Case Studies

safety&regulation

Combustible Dust Accidents Reveal Slow Progress to Change Federal Regulations

It’s been nearly a decade now since the Chemical Safety Board has recommended that the Occupational Safety and Health Association reevaluate and amend rules on combustible dust, especially those pertaining to metal and grain, to prevent future explosions from occurring inside work facilities. Little has actually been changed, businesses continue to be fined and deadly accidents persist despite OSHA repeatedly placing the topic atop its yearly agenda. Now, a new story published in USA Today reveals the frustrating hurdles it has come across in recent years.

According to the article, political jousting continues to be a major roadblock. The House passed a bill in 2008 that would have required OSHA to issue a final revised standard in 18 moths time. Legislation for it later died on the Senate floor. That action further evidence explaining why 2012 research by the Government Accountability Office shows that it takes an average of 8 years(!) for OSHA to finalize revised safety standards. Six years after that 2008 house bill, and still no signs of a compromise in Congress on the issue is anywhere in sight.
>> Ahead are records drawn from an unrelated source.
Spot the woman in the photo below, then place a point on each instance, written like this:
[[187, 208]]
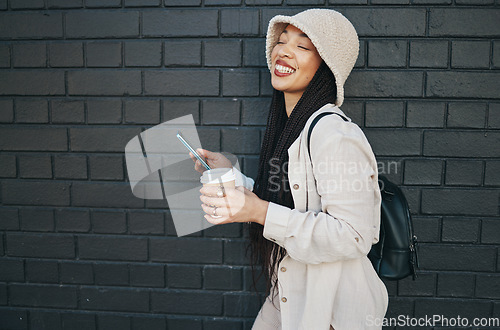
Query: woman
[[312, 222]]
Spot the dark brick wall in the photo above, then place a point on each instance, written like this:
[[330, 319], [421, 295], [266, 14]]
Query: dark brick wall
[[79, 78]]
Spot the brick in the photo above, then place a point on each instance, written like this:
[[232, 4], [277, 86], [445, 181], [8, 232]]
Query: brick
[[36, 25], [37, 219], [42, 271], [459, 202], [221, 112], [394, 142], [180, 276], [387, 21], [182, 53], [425, 286], [222, 53], [474, 22], [40, 246], [460, 144], [68, 111], [30, 55], [222, 278], [383, 53], [106, 167], [423, 172], [384, 114], [11, 270], [253, 53], [180, 23], [489, 231], [104, 54], [241, 305], [111, 274], [27, 4], [255, 111], [109, 222], [455, 285], [147, 275], [239, 22], [142, 3], [65, 3], [470, 54], [78, 321], [102, 139], [76, 273], [32, 82], [172, 109], [69, 220], [103, 3], [460, 230], [6, 111], [105, 111], [182, 82], [464, 172], [429, 54], [67, 54], [146, 222], [203, 303], [472, 258], [31, 111], [181, 249], [491, 177], [14, 319], [104, 82], [10, 219], [112, 248], [384, 84], [114, 322], [35, 166], [182, 3], [35, 193], [142, 111], [240, 83], [425, 114], [102, 24], [70, 167], [240, 140], [143, 53], [427, 229], [122, 300]]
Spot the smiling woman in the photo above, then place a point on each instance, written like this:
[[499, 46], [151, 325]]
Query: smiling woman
[[312, 241]]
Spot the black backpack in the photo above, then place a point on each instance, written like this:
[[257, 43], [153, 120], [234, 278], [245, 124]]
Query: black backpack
[[394, 257]]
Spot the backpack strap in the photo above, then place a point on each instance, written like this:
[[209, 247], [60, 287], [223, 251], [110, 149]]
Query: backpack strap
[[318, 117]]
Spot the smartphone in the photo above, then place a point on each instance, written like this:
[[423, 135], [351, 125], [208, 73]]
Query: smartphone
[[188, 146]]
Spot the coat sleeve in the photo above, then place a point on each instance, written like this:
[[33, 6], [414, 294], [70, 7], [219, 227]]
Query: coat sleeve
[[243, 180], [345, 174]]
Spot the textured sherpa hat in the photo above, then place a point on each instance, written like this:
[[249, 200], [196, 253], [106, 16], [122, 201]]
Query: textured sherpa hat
[[330, 32]]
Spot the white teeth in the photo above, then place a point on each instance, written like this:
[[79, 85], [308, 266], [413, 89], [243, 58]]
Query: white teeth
[[284, 69]]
The United States continues to fall further and further behind even non-developed countries when it comes to higher standards for chemical safety in the meantime according to senior scientist Richard Denison of the non-profit Environmental Defense Fund. He cites how China has adopted rules that are stricter than those of the United States, the European Union consolidating close to 40 laws into one and Canada completing a review and analysis of more than 20,000 chemicals in use.
Where Congress has faltered, other branches of the government are taking action into their own hands. President Obama issued an executive order last August to improve security and safety for the manufacturing, storage and use of chemicals at facilities while Mathy Stanislaus, head of the EPA’s Office of Solid Waste and Emergency Response, tells USA Today that officials plan on submitting a proposal by the end of this May regarding the prevention and response to chemical incidents as a means to compensate for what U.S. laws lack in clarity.
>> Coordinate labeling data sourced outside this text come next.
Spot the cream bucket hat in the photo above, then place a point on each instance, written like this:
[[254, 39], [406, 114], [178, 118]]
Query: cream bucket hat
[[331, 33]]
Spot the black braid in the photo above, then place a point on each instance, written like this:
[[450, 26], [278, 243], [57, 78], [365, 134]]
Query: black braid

Here at Dust In Case, we’ve done our best to inform the industries who know or suspect that they’re affected by combustible dust how they can protect both their workers’ lives and businesses. Faith in OSHA about combustible dust safety may continue to waver, but by training workers about its hazards, routinely practicing thorough housekeeping and investing in a dependable certified explosion proof industrial vacuum cleaning system, you will have proactively taken a big step in safeguarding yourself from a disaster.